Federation of Tax Administrators (FTA) finally updated (May 2010) the State Tax Rates on Distilled Spirits from 2008. They skipped 2009 due to a lack of funding. How ironic that the federation of tax administrators have a lack of funds? To top it all off, the FTA doesn’t even keep historical records. They just erase the work they do each year and overwrite everything on the internet. Stupid! (yet so many people are shocked that the USA is going bankrupt)
2010 State Excise Tax Rates Highlights:
Highest Tax: All 18 Control States. These states have a monopoly over distribution and/or retail. There are so many hidden taxes that the consumer does not know about.
For example, the State of Michigan charges a 65% tax on all alcohol. Michigan controls the retailers pricing too. They only allow a 17.5% markup (14% margin). Michigan liquor stores have a tough time surviving on such low margins, if they raise their prices from the state minimum, the liquor store will most likely lose customers and revenue from the competition close by.

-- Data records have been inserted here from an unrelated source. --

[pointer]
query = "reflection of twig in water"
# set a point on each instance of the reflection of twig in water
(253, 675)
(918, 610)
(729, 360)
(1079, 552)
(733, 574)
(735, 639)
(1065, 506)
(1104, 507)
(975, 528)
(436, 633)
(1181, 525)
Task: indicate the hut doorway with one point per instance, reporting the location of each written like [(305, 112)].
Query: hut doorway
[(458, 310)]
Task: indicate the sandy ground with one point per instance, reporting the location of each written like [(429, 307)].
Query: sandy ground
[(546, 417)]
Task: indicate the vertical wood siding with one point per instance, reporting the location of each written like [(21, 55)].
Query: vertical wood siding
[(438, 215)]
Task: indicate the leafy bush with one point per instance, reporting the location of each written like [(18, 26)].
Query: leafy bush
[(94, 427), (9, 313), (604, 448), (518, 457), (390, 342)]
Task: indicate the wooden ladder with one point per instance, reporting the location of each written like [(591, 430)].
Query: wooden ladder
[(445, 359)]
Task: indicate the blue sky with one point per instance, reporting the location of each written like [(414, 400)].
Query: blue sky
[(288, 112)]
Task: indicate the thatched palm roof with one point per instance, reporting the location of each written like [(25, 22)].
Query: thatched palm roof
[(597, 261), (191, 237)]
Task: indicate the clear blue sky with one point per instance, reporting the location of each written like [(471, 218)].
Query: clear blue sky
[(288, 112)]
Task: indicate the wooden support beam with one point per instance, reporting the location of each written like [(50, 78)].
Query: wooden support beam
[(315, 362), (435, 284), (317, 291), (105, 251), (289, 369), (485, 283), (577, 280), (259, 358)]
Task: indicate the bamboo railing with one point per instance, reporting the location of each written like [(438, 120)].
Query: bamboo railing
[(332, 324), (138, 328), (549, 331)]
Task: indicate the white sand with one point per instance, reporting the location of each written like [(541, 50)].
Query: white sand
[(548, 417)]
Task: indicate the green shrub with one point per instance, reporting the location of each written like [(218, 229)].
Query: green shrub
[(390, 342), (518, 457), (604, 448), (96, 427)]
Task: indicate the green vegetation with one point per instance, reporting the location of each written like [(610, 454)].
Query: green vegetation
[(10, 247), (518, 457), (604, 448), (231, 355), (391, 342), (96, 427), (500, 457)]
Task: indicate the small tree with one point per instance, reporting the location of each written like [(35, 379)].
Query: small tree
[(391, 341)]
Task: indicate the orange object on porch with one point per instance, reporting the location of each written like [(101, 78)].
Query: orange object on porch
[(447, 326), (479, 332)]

Highest Tax (Non-Control States):
ALASKA $2.56 per 750ML.
Lowest Tax (Non-Control States):
Washington, D.C. $0.30 per 750ML.
U.S. Median Tax:
$0.75 per 750ML.
Penny Pincher State:
MINNESOTA $1.01 per 750ML
$0.01/bottle tax (except 50ML bottles)
Don’t forget that the Federal Government charges a Federal Excise tax of $2.14 per 750ML bottle of 40% (80 proof) spirits. This is built into the retail price. The final retail price of liquor is taxed again with the State Sales Tax (which is different from State Excise Tax).